The most arresting monument in the churchyard is the broken column raised to the memory of Essy Pelan who, according to the inscription, ‘died on the anniversary of her birthday, 1st March 1833, aged 21’. There is a sad romantic tale which explains the shape of the monument over her grave. Essy’s lover emigrated to America intending to earn a large sum of money and then return to Lambeg to share his life with her. While he was in America Essy was told that her lover had transferred his affections to someone else. Although this proved subsequently to be untrue, Essy believed the story and on his return her lover discovered that she had died. According to local tradition she was buried in her bridal dress and her bridal wreath was laid on her grave.

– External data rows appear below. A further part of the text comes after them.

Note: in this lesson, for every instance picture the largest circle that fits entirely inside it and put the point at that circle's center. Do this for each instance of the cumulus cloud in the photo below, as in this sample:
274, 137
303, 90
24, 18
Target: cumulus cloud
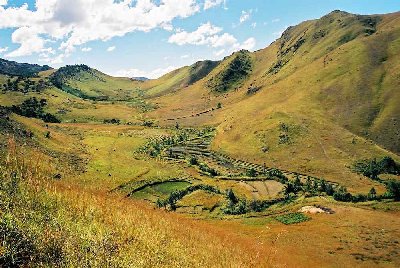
140, 73
249, 44
212, 3
109, 49
246, 15
206, 34
76, 22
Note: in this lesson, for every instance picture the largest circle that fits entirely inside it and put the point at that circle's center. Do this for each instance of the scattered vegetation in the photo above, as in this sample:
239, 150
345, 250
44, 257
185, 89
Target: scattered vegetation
372, 168
25, 85
233, 74
13, 68
33, 107
292, 218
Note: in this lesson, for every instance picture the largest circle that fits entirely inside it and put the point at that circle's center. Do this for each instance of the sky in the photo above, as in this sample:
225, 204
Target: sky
152, 37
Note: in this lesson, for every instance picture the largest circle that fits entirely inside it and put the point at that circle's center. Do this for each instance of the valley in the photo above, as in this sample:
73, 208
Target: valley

The inscription on the Pelan burial plot beside the monument records the names and years of death of those who were most probably her parents, George and Jane, and siblings although there is no kinship information to support that suggestion. There are three other Pelan burial plots in the churchyard, two of which are situated together in the older part of the churchyard with inscriptions recording nineteenth century families. The inscriptions provide years of, and ages, at death and relationships of the families of Francis of Lambeg (Lisnatrunk townland according to his will) and Francis of Belfast. The remaining plot is situated in the 1921 extension of the churchyard but there is no evidence, on the inscription, other than the name to link those buried there to the other families. The name Stoupe, said to be of Huguenot or Dutch extraction, is recorded on the most recent Pelan inscription.


The surname Pelan is most uncommon. One early 20th century source suggests it was Anglo Saxon in origin and possibly a variant spelling of the name Palin. It might possibly have been an alternative spelling of the Irish name Phelan but there were eleven tenants named Pelan in the 1860 Tenement Valuation of Belfast and six in the valuation of Blaris parish. Pelan was also the name of a soap and candle making firm in Lisburn listed the Co. Antrim Directory of 1888.